In this post I present the third in a series of posts explaining the GeSTE windows model for the critical evaluation of information (Lupton 2008Lupton & Bruce 2010).

The GeSTE windows is a way of seeing information literacy as Generic, Situated, Transformative and Expressive. The GeSTE windows form a hierarchy of increasing complexity with the Generic window at the base (i.e. simplistic) and the Transformative and Expressive windows as the top level (i.e. complex).  In my previous posts I have explained the Generic and Situated windows.

This post explains the Transformative window. It should be noted that the Transformative window incorporates the Generic and Situated windows. This means that someone employing the Transformative window will also understand and employ the Generic and Situated windows where relevant. Like the Situated window, the Transformative window takes a socio-cultural perspective. However, it is distinguished by a critical theory/critical literacy orientation.

GeSTE transformative

The Transformative window is overtly political and conscious raising. The aim of the Transformative window is to transform and empower oneself and society through challenging the status quo and taking social action. Information is seen as subjective, internal and transformative. Information includes implicit meaning and assumptions.

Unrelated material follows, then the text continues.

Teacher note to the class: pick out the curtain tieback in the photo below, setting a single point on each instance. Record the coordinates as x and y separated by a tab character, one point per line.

Information is evaluated by examining power relationships inherent in information, and the agency of particular groups in society, such as marginalized groups. Examples of the types of questions used to interrogate information includes ‘Who benefits?’, ‘Who is silenced?’ and ‘What are alternative arguments?’ (Mills, 2016).

The following question frameworks take a critical literacy perspective. The first two sets of questions are from Mills and Levido (2011 p. 84). The questions were used with year 4 students in an Australian primary school. The first relates to critical evaluation of websites, while the second is in relation to the students’ own blogs.

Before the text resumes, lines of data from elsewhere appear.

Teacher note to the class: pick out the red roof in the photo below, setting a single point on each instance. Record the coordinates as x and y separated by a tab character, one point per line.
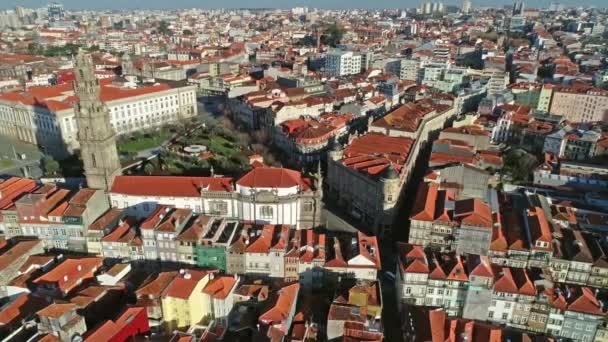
273	177
279	312
71	273
169	186
182	286
374	152
220	286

Critical evaluation of website:

  1. ‘What is this website about?
  2. What is the purpose of this website?
  3. Who created this website?
  4. Who will benefit from this website?
  5. What are the features of the website?
  6. What does the website suggest about people of different ages, and what are some opposite views about age and social roles?
  7. What does the website assume about the tastes of boys or girls, men or women, and do you agree with these?
  8. What does the website suggest about people from different races, cultures or community, and whose viewpoint is left out?
  9. Can you trust the information in this website? Why or why not?
  10. Whose viewpoint or perspective is left out, and could have been included?
  11. What are some counter-arguments to the views presented here?’

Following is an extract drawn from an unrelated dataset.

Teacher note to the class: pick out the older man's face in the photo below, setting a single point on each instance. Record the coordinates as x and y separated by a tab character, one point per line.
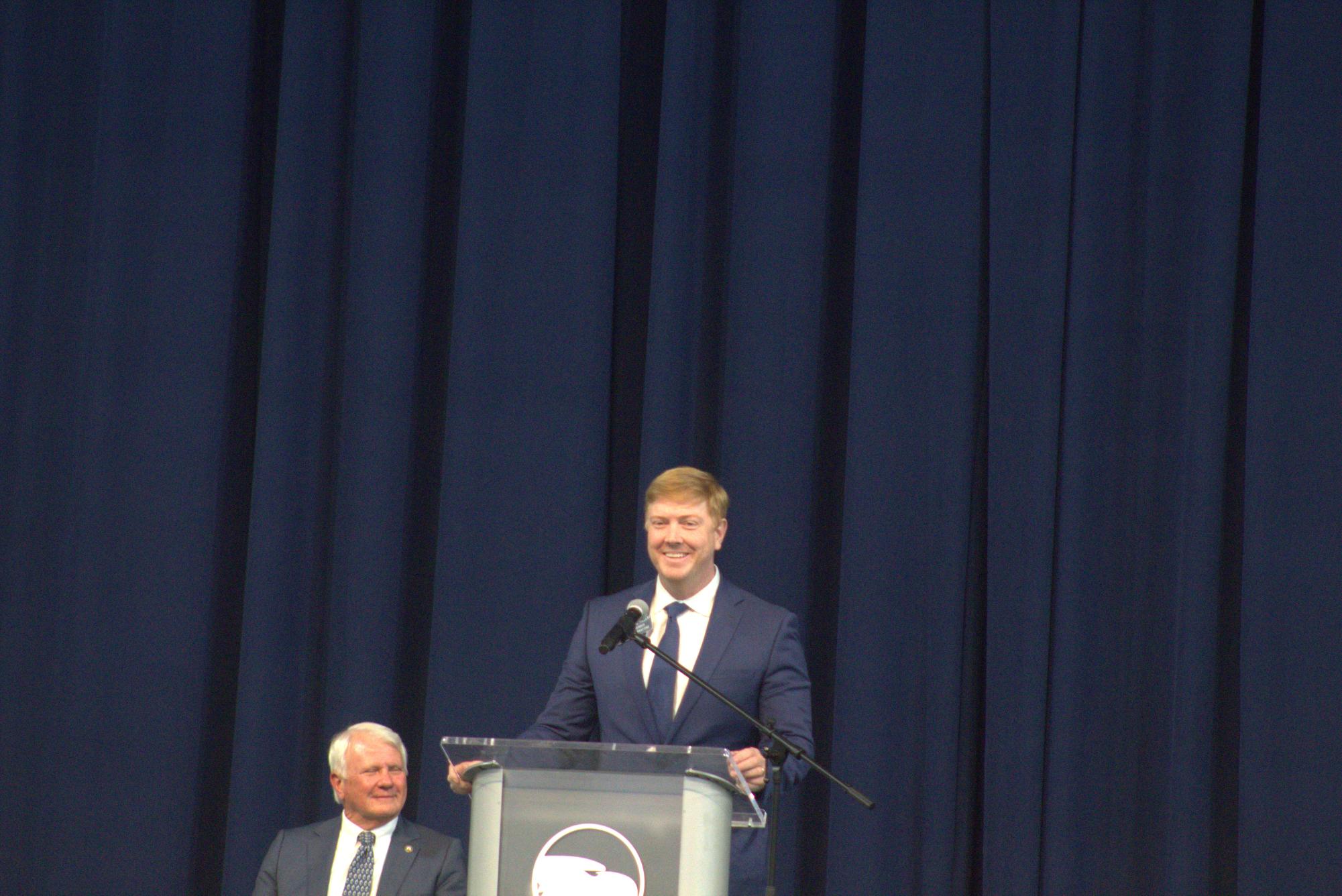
374	788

Critical self evaluation of students’ own blogs:

  1. ‘Why am I creating this blog?
  2. What text features (e.g. words, images, audio) will best suit my purpose?
  3. Who is my intended audience?
  4. Who else potentially has access to my blog?
  5. What information about myself should I share or hide?
  6. How does my blog build on the contributions of my peers in the discussion thread?
  7. How do my blog entries show respect for my teacher and others in my class (e.g. manners and language use)
  8. What do my blog entries say about people of different ages, occupations and cultures?
  9. Whose views have I included or left out? Why?
  10. Who benefits from my blog? Why?

The following two examples relate to the critical evaluation of places:

In his book ‘Lies across America’ Lowen (1999, p. 428), presents ten questions to ask at an historic site:

  1. ‘When did this site become a historic site? (When was the marker or monument put up? or the house “interpreted”?) How did that time differ from ours? from the time of the event or person commemorated?
  2. Who sponsored it? Representing which participant group’s point of view? What was their position in social structure when the event occurred? When the site went “up?”
  3. Why? What were their ideological needs and social purposes when the site went “up?” What were their values?
  4. Who was/is the intended audience for the site? What values were they trying to leave for us, today? What does the site ask us to go and do?
  5. Did they have government support? At what level? Who was ruling the government at the time? What ideological arguments were used to get the government to acquiesce?
  6. Who is left out? What points of view go largely unheard? How would the story differ if a different group had told it? another political party? race? sex? class? religious group?
  7. Are there problematic words or symbols that would not have been used today, or by other groups?
  8. How is the site used today? Do continuing rituals connect today’s public to it? Or is it ignored? Why?
  9. Is the presentation accurate? What actually happened? What historical sources tell of the event, people, or period commemorated at the site?
  10. How does this site fit with others that treat its era? What other people and events happened then but are not commemorated on the landscape? Why not?”

Lowen’s questions can also be used in an Australian context, for example, in his book ‘Forgotten war’ historian Henry Reynolds argues that war memorials in Australia should acknowledge the frontier war against Indigenous peoples. Another poignant example is seen in Australian place names that record frontier violence against Indigenous people. For instance, in this article, Stan Grant, Wiradjuri man, explains how place names such as ‘Poisoned Waterholes Creek’, ‘Murdering Hut’ and ‘Murdering Island’ mark the sites of atrocities against his people. This article by Jonathan Richards details further sites in Queensland.

In my own teaching practice, I have found the Transformative window to be the most difficult and contested perspective, as many of my colleagues and students feel uncomfortable with its overtly political and social action stance. What has been your experience?